Operating on filesystem resources requires robust security boundaries. The system implements strict path validation to prevent path traversal attacks:

private static string ResolveFilePath(
    string vaultRoot, 
    string relativePath
)
{
    var rootPath = EnsureTrailingSeparator(
        Path.GetFullPath(vaultRoot)
    );
    var combinedPath = Path.GetFullPath(
        Path.Combine(rootPath, relativePath)
    );
    
    if (!combinedPath.StartsWith(
        rootPath, 
        StringComparison.OrdinalIgnoreCase
    ))
    {
        throw new BusinessException(
            VaultRelativePathTraversalCode,
            "Vault file paths must stay inside the registered vault root."
        );
    }
    
    return combinedPath;
}

This validation ensures all file operations remain within the vault's designated root directory, preventing malicious or accidental access to unrelated filesystem areas. Security boundaries are non-negotiable when AI assistants operate on user files.


Important Considerations

Path Security

Always ensure custom paths fall within allowed ranges. The system rejects operations attempting to access paths outside registered vault roots. This protects against both accidental misconfigurations and potential security vulnerabilities.

Git Submodule Management

CodeRef vaults recommend Git submodules over direct code copying. Benefits include synchronization capabilities and space efficiency. However, submodules have their own usage patterns—if you're unfamiliar, invest time in learning submodule workflows.

File Preview Limitations

The system enforces file size limits (256KB) and quantity limits (500 files) for preview operations. These constraints protect system performance. For larger files, process them in batches or use alternative approaches.

Diagnostic Information

Vault creation returns diagnostic information useful for debugging failures. When encountering issues, always review diagnostic output first—it typically provides clear indicators of what went wrong.
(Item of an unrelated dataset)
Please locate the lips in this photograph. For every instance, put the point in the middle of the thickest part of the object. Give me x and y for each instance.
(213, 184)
Conclusion: The Future of AI-Assisted Learning

The HagiCode Vault system addresses a deceptively simple but profoundly important question: How do we enable AI assistants to understand and utilize local knowledge resources effectively?

Through unified storage abstraction, standardized directory structures, and automated context injection, the system achieves "register once, reuse everywhere" knowledge management. Creating a single vault enables the AI to automatically access and understand learning notes, code repositories, and documentation—without repeated manual context provision.

The experiential improvement is substantial. No more manually copying code snippets. No more repeatedly explaining background information. Your AI assistant becomes like a colleague who genuinely understands your project context, providing increasingly valuable assistance based on accumulated knowledge.

This vault system represents real-world engineering—developed through actual HagiCode development challenges, refined through practical usage, and optimized based on genuine user needs. If this architectural approach resonates with your challenges, the broader HagiCode project likely offers additional value worth exploring.

Resources:

  • HagiCode GitHub: github.com/HagiCode-org/site
  • Official Website: hagicode.com
  • 30-Minute Demo: bilibili.com/video/BV1pirZBuEzq/
  • Docker Installation: docs.hagicode.com/installation/docker-compose
  • Desktop Client: hagicode.com/desktop/

The future of learning is collaborative—human curiosity amplified by AI capability, connected through thoughtful architectural design. The vault system is one step toward that future.